4 Emerging Strategies to Advance Big Data Analytics in Healthcare

Big Data

4 Emerging Strategies to Advance Big Data Analytics in Healthcare

While the potential for big data analytics in healthcare has been well-documented in countless studies, the possible risks that could come from using these tools have received just as much attention.

Big data analytics technologies have demonstrated their promise in enhancing multiple areas of care, from medical imaging and chronic disease management to population health and precision medicine. These algorithms could increase the efficiency of care delivery, reduce administrative burdens, and accelerate disease diagnosis.

Despite all the good these tools could potentially achieve, the harm these algorithms could cause is nearly as great.

Concerns about data access and collection, implicit and explicit bias, and issues with patient and provider trust in analytics technologies have hindered the use of these tools in everyday healthcare delivery.

Healthcare researchers and provider organizations are working to find solutions to these issues, facilitating the use of big data analytics in clinical care for better quality and outcomes.

In healthcare, it’s widely understood that the success of big data analytics tools depends on the value of the information used to train them. Algorithms trained on inaccurate, poor quality data will yield erroneous results, leading to inadequate care delivery.

However, obtaining quality training data is a difficult, time-intensive effort, leaving many organizations without the resources to build effective models.

Researchers across the industry are working to overcome this challenge. In 2019, a team from MIT’s Computer Science and Artificial Intelligence Library (CSAIL) developed an automated system that can gather more data from images used to train machine learning models, synthesizing a massive dataset of distinct training examples.

The dataset can be used to improve the training of machine learning models, enabling them to detect anatomical structures in new scans.

“We’re hoping this will make image segmentation more accessible in realistic situations where you don’t have a lot of training data,” said Amy Zhao, a graduate student in the Department of Electrical Engineering and Computer Science (EECS) and CSAIL.

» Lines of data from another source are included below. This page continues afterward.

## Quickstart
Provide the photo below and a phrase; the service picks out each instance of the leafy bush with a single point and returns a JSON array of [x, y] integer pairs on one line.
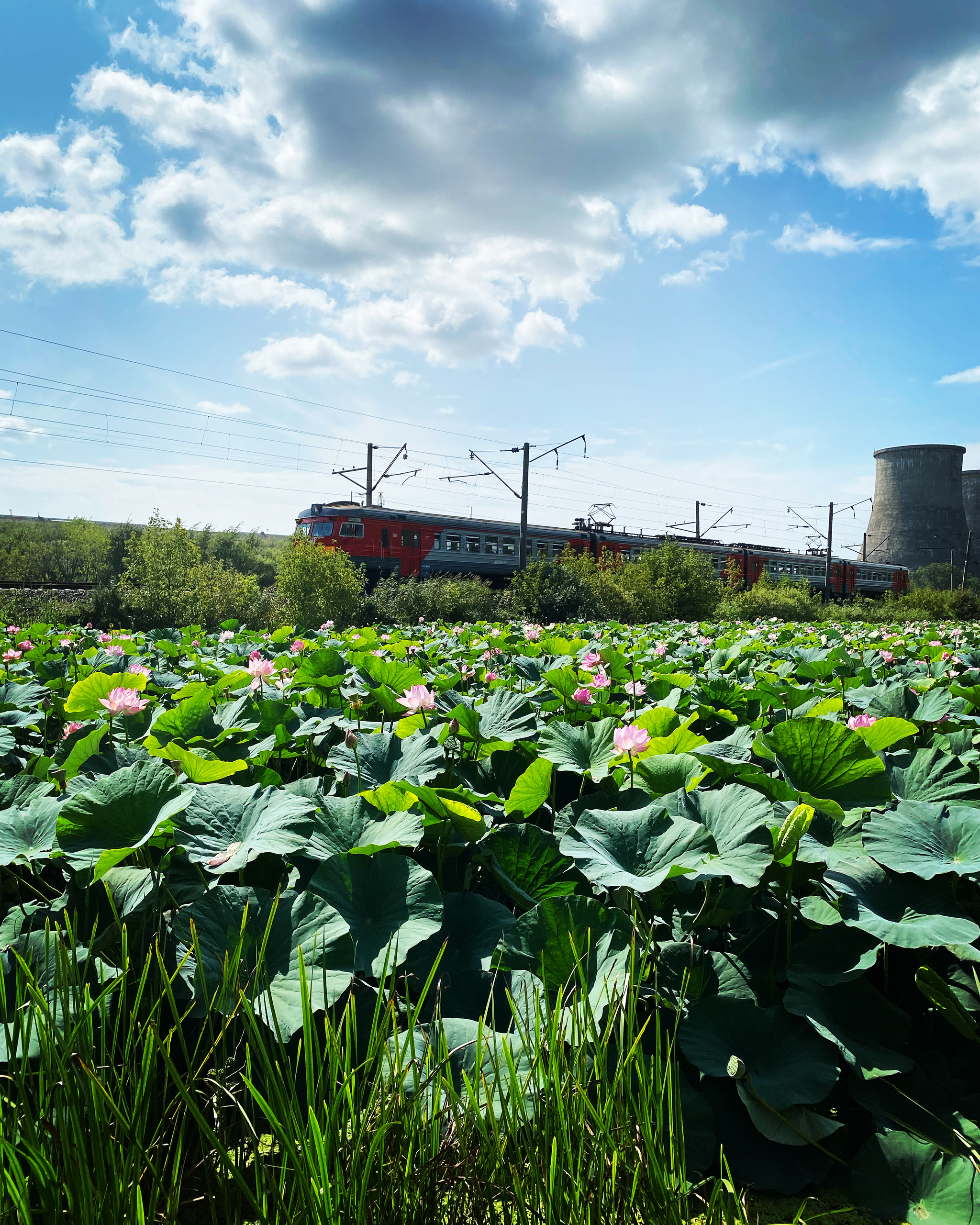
[[319, 585], [766, 600], [549, 592], [441, 598]]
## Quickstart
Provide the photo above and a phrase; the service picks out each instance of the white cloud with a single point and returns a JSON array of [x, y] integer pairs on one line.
[[542, 330], [314, 356], [669, 222], [706, 265], [972, 375], [808, 235], [213, 410]]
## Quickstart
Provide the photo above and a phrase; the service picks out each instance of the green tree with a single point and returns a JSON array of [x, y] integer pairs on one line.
[[320, 585], [157, 574]]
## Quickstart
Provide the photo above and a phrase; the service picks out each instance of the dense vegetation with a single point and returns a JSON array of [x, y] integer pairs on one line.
[[458, 923]]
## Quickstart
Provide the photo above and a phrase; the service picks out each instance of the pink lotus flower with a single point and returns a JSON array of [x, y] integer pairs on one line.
[[123, 701], [417, 699], [631, 740]]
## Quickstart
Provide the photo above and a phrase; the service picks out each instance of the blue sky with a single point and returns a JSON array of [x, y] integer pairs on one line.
[[734, 245]]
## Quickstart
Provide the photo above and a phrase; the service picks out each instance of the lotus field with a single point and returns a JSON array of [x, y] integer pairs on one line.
[[494, 922]]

“In our approach, you can learn to mimic the variations in unlabeled scans to intelligently synthesize a large dataset to train your network.”

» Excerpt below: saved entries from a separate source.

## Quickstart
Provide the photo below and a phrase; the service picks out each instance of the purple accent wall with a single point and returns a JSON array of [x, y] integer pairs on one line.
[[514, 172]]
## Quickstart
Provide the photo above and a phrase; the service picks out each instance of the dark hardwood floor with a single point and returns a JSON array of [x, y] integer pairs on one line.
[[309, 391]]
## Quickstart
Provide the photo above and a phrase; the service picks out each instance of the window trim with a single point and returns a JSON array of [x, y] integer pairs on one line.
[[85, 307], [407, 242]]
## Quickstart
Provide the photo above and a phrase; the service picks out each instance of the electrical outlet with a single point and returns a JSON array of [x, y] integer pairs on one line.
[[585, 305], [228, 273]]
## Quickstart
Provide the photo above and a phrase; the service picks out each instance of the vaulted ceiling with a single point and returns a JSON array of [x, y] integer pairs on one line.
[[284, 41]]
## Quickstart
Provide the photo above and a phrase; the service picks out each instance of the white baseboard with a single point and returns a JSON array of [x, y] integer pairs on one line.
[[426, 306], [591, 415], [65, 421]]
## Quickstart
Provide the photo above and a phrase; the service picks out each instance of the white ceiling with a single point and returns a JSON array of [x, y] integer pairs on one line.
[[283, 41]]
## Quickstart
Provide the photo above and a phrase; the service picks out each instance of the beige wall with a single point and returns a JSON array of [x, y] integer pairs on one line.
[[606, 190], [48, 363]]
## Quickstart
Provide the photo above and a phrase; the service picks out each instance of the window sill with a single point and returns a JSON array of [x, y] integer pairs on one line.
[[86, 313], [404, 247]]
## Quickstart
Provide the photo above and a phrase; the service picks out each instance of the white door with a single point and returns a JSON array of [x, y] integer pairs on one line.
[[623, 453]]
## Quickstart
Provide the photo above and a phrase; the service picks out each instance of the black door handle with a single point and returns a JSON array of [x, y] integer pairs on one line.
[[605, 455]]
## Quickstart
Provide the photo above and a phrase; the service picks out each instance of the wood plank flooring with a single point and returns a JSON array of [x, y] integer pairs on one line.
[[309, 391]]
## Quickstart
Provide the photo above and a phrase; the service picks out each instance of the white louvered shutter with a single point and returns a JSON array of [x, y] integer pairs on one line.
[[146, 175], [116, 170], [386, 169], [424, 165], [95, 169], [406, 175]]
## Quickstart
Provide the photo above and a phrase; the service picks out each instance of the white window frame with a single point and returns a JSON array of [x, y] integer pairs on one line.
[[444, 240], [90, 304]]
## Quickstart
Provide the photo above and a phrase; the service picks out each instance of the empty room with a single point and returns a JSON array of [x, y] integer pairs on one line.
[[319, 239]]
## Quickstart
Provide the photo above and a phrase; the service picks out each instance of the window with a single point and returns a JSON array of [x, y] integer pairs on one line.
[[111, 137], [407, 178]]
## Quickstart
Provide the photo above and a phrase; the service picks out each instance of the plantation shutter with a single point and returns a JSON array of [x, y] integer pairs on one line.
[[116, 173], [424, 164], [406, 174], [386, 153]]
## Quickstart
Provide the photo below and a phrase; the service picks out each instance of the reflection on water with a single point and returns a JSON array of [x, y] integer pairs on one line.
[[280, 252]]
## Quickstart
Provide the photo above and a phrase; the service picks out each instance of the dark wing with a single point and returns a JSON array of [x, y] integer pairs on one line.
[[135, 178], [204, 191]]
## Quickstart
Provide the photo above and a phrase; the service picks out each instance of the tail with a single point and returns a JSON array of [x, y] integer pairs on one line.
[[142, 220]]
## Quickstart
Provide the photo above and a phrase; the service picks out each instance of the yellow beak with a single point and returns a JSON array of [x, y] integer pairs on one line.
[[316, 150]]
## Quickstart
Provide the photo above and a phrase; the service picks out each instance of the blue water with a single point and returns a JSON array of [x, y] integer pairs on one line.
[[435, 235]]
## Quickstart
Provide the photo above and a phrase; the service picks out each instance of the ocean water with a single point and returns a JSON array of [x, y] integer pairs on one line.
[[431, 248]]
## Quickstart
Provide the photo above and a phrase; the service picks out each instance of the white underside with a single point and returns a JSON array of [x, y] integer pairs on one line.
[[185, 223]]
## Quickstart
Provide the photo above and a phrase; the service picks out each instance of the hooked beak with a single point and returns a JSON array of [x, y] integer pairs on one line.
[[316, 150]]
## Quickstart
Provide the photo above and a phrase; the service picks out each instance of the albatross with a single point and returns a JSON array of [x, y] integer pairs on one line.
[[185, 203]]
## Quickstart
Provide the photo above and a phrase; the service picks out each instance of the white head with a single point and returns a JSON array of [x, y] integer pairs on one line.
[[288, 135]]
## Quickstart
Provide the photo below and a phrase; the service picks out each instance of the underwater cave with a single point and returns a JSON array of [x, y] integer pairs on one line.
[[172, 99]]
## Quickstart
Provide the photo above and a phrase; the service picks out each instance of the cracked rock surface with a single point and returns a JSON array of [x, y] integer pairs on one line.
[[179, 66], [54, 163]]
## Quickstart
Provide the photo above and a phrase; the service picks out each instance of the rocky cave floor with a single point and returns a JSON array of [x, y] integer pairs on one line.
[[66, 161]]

The current healthcare crisis has also prompted healthcare leaders to develop quality, clean datasets for algorithm development. In March, the White House Office of Science and Technology Policy issued a call to action for experts to build AI tools that can be applied to a new COVID-19 dataset.

The dataset is an extensive machine-readable coronavirus literature collection, including over 29,000 articles.

“It’s difficult for people to manually go through more than 20,000 articles and synthesize their findings. Recent advances in technology can be helpful here,” said Anthony Goldbloom, co-founder, and chief executive officer at Kaggle, a machine learning and data science community owned by Google Cloud.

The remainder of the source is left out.